Recordé que mi primer trabajo de Butoh, Las cenizas del maestro, fue un homenaje a mi maestro de arte y teatro, Antonio González Caballero, pero él no era un performer, sino un teórico, un escritor, un poeta, un hombre que se había sido mi maestro a través de la palabra; si él hubiera sido mi maestro a través de su obra performativa, seguramente hubiera tenido que tomar el camino de la invocación activa de esa misma obra, exactamente como lo hizo Collini con su maestro. Justifico totalmente ese acto de amor creativo hacia el maestro a través de la invocación en su cuerpo mismo.

Lo curioso, y viendo a tanta gente joven o mayores que desconocen la historia del Butoh, es que esos movimientos, esa profundidad no llega a ellos por primera vez a través de Kazuo Ohno sino a través de Gustavo Collini. Esos movimientos originados en el movimiento de Kazuo Ohno serán recordados como si fueran originados por Gustavo Collini para ellos.
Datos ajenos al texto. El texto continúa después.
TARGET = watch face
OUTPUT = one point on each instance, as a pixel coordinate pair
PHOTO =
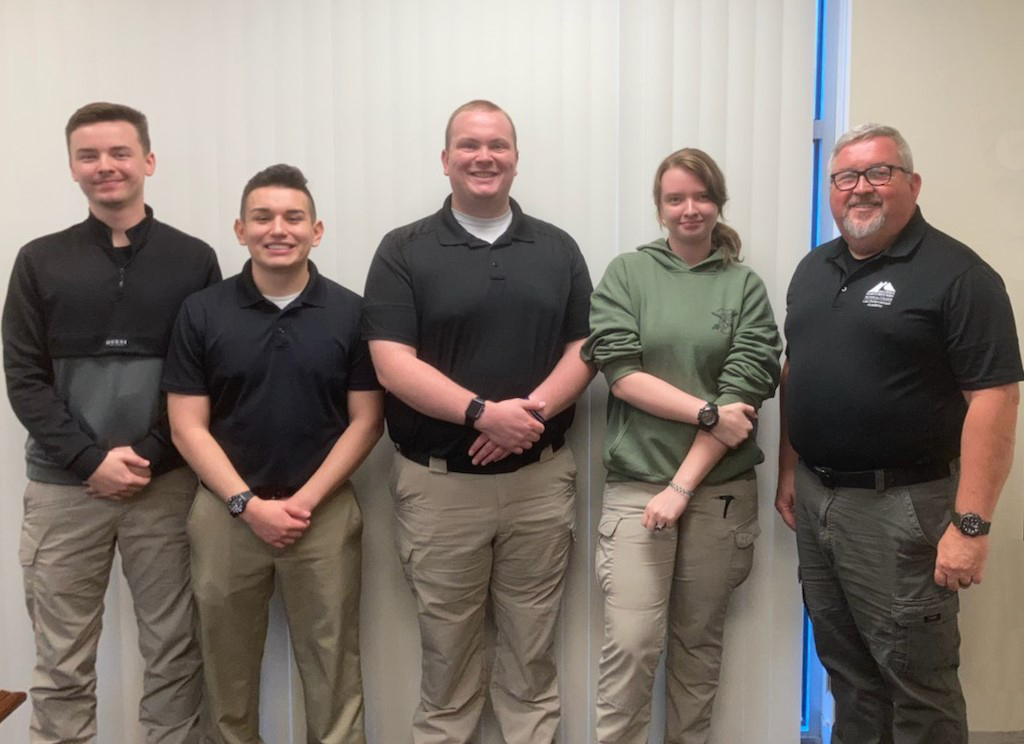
(971, 524)
(474, 409)
(237, 505)
(708, 416)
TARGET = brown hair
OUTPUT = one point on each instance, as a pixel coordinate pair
(102, 112)
(704, 167)
(478, 104)
(281, 175)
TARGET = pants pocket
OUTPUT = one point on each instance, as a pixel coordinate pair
(926, 635)
(605, 550)
(742, 556)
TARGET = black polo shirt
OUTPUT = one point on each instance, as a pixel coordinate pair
(494, 318)
(276, 379)
(880, 350)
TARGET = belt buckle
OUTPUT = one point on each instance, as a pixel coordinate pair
(825, 475)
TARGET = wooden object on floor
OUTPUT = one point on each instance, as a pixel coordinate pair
(9, 701)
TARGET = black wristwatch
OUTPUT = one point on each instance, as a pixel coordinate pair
(971, 524)
(474, 410)
(708, 417)
(237, 504)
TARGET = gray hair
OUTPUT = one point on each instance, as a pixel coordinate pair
(870, 131)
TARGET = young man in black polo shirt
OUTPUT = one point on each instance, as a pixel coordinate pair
(900, 403)
(273, 401)
(475, 316)
(85, 329)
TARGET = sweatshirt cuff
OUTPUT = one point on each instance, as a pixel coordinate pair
(87, 461)
(617, 368)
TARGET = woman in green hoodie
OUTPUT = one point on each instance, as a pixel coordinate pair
(687, 341)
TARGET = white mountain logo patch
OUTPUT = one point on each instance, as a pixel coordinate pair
(881, 295)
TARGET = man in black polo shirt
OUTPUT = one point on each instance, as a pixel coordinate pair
(273, 402)
(475, 316)
(88, 315)
(900, 395)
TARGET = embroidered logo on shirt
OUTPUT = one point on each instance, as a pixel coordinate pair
(726, 319)
(881, 295)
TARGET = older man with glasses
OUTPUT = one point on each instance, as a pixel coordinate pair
(900, 395)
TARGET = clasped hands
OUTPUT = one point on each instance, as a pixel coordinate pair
(507, 427)
(735, 424)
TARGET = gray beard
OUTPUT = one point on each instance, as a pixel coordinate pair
(860, 230)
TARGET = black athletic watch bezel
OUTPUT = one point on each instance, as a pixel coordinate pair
(971, 524)
(237, 504)
(708, 417)
(474, 410)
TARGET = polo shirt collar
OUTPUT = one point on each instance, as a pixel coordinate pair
(450, 232)
(250, 296)
(904, 245)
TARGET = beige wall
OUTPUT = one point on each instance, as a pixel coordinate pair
(948, 75)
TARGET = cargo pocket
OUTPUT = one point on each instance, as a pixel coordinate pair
(742, 556)
(605, 550)
(28, 550)
(925, 632)
(406, 556)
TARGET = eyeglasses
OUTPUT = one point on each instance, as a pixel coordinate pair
(876, 175)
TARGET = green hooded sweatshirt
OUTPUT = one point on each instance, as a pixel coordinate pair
(708, 330)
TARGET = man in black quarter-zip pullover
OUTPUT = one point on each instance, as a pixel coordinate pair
(85, 329)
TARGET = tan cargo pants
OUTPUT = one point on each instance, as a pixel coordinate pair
(462, 537)
(67, 550)
(320, 576)
(678, 582)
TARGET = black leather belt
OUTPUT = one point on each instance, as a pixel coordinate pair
(273, 493)
(503, 466)
(879, 479)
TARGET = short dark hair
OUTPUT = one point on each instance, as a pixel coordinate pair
(102, 112)
(478, 104)
(282, 175)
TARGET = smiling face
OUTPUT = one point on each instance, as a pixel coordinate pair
(480, 162)
(687, 212)
(869, 217)
(110, 166)
(279, 229)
También para eso se necesita un gran valor, y si se es consciente del acto, un enorme respeto. El mejor homenaje es la continuación del trabajo de quien se homenajea; ¿cómo entonces hay que homenajear a un maestro performativo si no es llevando a escena aquello que está ya en nosotros de él?

Pude tomar, además de las fotografías que ya han visto, algunos videos del trabajo de Collini de esa noche, videos que no ofrecen la experiencia viva completa claro está, pero que ilustran algo de lo acontecido.

 

Si no hubiera tenido la oportunidad de hablar con Gustavo Collini días más tarde no me hubiera sentido que fui en vano a Buenos Aires, la experiencia de verlo en escena haciendo Butoh me enseñó mucho más de lo que yo esperaba, y me ha dado material para mi trabajo personal a través del Butoh. En esa plática posterior él aceptaba no estar muy a gusto con lo que hizo en escena esa noche, en cambio yo estoy contento y satisfecho con lo que vi.

Va, como siempre que se aprecia un trabajo que da y que trae historia profunda en sí mismo, un agradecimiento por el simple hecho de realizarse y compartirse.